Harapan boleh saja diapungkan, tapi realita rupanya berkata lain. Alih-alih mengurangi kesenjangan, pembangunan Brasilia justru membikin kesenjangan baru di tengah masyarakat. Beberapa indikatornya, seperti yang dicatat Nuno dan Aya, adalah kurangnya akses ke infrastruktur publik hingga tidak tersedianya perumahan yang layak bagi kelompok menengah ke bawah. Pemandangan ini lantas menjadi warisan pembangunan yang tertinggal sampai sekarang.
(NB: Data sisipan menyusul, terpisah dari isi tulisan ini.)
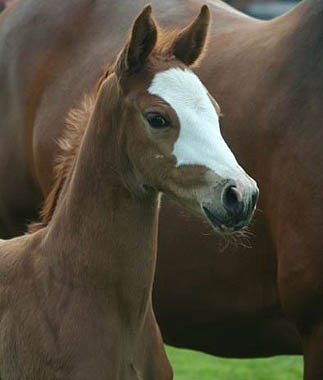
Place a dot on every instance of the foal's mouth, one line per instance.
(225, 227)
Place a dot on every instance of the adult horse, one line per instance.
(267, 76)
(76, 296)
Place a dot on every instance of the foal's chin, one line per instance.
(223, 223)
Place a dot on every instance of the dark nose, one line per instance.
(233, 200)
(254, 198)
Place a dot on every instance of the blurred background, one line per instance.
(263, 9)
(190, 365)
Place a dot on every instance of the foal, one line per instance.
(75, 297)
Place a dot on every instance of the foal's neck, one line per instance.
(105, 235)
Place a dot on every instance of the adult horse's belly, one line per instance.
(220, 301)
(217, 298)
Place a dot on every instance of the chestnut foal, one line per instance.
(75, 296)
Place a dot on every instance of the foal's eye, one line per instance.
(157, 121)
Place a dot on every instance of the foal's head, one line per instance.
(169, 125)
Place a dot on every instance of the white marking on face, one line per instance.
(200, 141)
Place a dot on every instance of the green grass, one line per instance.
(192, 365)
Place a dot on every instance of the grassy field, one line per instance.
(191, 365)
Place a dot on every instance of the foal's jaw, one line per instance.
(206, 176)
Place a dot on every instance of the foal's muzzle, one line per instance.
(235, 206)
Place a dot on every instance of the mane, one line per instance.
(75, 127)
(69, 145)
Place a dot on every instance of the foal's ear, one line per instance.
(189, 44)
(141, 43)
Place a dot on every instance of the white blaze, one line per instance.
(200, 141)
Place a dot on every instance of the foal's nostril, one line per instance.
(254, 198)
(232, 199)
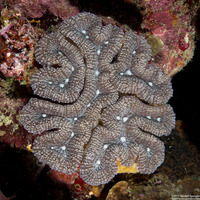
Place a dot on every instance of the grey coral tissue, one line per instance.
(98, 100)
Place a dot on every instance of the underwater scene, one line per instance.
(97, 100)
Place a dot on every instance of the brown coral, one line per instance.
(101, 103)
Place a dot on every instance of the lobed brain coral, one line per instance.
(98, 101)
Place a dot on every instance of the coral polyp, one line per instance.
(99, 101)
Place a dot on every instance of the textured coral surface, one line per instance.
(101, 101)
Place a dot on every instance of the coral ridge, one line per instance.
(100, 101)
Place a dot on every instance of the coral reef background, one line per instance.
(22, 177)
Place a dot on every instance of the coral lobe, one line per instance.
(100, 101)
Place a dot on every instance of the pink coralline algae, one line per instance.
(18, 38)
(171, 33)
(36, 8)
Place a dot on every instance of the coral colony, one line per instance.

Memindahkan keseluruhan “isi” ibu kota adalah pekerjaan yang kompleks. Bila memang Jakarta tak lagi kondusif untuk menunjang tugas dan fungsi negara, yang lebih dulu dapat dilakukan adalah memindahkan pusat administrasi pemerintahan, sebagaimana ditempuh Malaysia pada 1999.
Waktu itu, Perdana Menteri Malaysia, Mahathir Mohamad, memerintahkan pembangunan sebuah kota di Putrajaya yang letaknya 25 kilometer dari Kuala Lumpur. Pembangunan Putrajaya, selain memenuhi ambisi politik Mahathir, juga ditujukan untuk menjadi pusat administrasi federal━berbagi tugas dengan Kuala Lumpur. Pembangunan tersebut tidak menggugurkan status Kuala Lumpur sebagai ibu kota resmi, pusat perekonomian, hingga basis parlemen.
Apa yang ditempuh Malaysia, mengutip Deden Rukmana, dosen program studi perencanaan tata kota Savannah State University, dalam “Pemindahan Ibukota Negara” (PDF), merupakan implementasi dari konsep split capital━di mana dua wilayah berfungsi sebagai ibu kota.
Selain Malaysia, beberapa negara seperti Belanda (Amsterdam dan Den Haag), Afrika Selatan (Pretoria, Bloemfontein, Cape Town), Bolivia (La Paz dan Sucre), hingga Israel (Jerusalem, Tel Aviv) tercatat menerapkan konsep serupa.
Terlepas dari buruknya ibu kota yang sekarang, Jakarta tetap menjadi simpul penting━baik secara historis, pelayanan publik, maupun perekonomian━bagi pemerintahan Indonesia. Segala hal sudah dan akan tersedia di kota ini. Entah itu urusan politik, budaya, sampai infrastruktur.
Bila memang wacana pemindahan ibu kota merupakan hal yang harus (segera) dilakukan, pemerintah bisa meniru langkah Malaysia atau negara lain yang menerapkan split capital. Selain dapat menghemat anggaran, pemindahan macam ini juga tak sekompleks pemindahan ibu kota secara penuh.